The smartphone manufacturing program will run through March 2031. The Indian government expects mobile-phone production during that period to total about ₹39 trillion (around $405 billion) and the scheme to create about 60,000 direct jobs.
The five-year program could help generate stronger long-term returns for India’s component ecosystem and attract more manufacturers to the country, Tarun Pathak, research director at Counterpoint Research, told TechCrunch.
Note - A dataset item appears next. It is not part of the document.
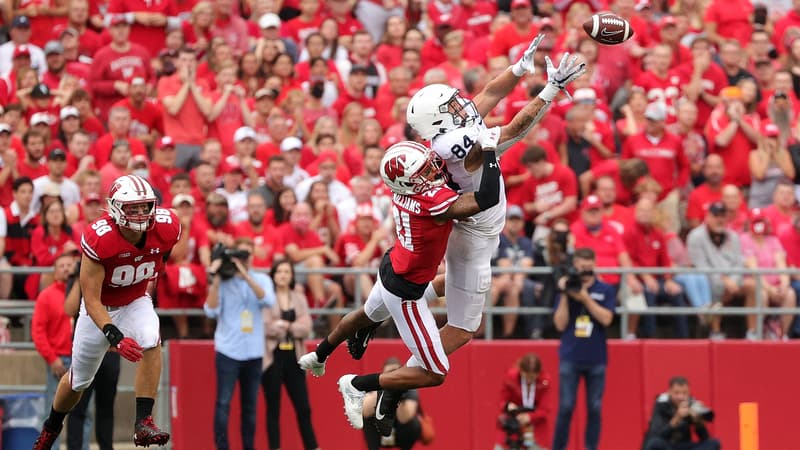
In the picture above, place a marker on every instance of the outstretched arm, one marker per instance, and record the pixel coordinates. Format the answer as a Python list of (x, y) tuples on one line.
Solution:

Smartphone brands are looking to “save every cent” on component sourcing as memory prices reach record highs, Pathak said. Local production, he noted, could offer advantages over the longer term, particularly as a weaker Indian rupee raises the cost of imports.
In addition to incentivizing local manufacturing, New Delhi wants domestic companies to capture more of the value in the smartphone industry. The government plans to foster homegrown mobile-phone brands, Indian IT Minister Ashwini Vaishnaw said at a media briefing announcing the new manufacturing initiatives. The smartphone program includes an additional incentive of 3% of eligible sales for product design and research aimed at developing Indian brands.
India has had homegrown handset makers including Micromax, Karbonn, and Lava. However, Indian brands lost significant ground as Chinese rivals such as Xiaomi, Vivo, and Oppo expanded aggressively in the country and now account for much of the smartphone market.
The smartphone industry’s ambitions extend well beyond creating domestic brands. India should aim to account for 35% to 40% of global mobile-phone production, said Pankaj Mohindroo, chairman of the India Cellular and Electronics Association, whose members include Apple and Google.
The new policy could help build the supplier networks, engineering expertise, and manufacturing know-how needed to deepen India’s role in global supply chains, Mohindroo said.
India’s parallel bets on mobile phones and semiconductors show New Delhi is trying to build the deeper electronics manufacturing ecosystem that has underpinned China’s dominance. Its iPhone assembly boom proved the country can win a bigger role in global manufacturing. The harder test will be whether the suppliers, technology, and higher-value production follow.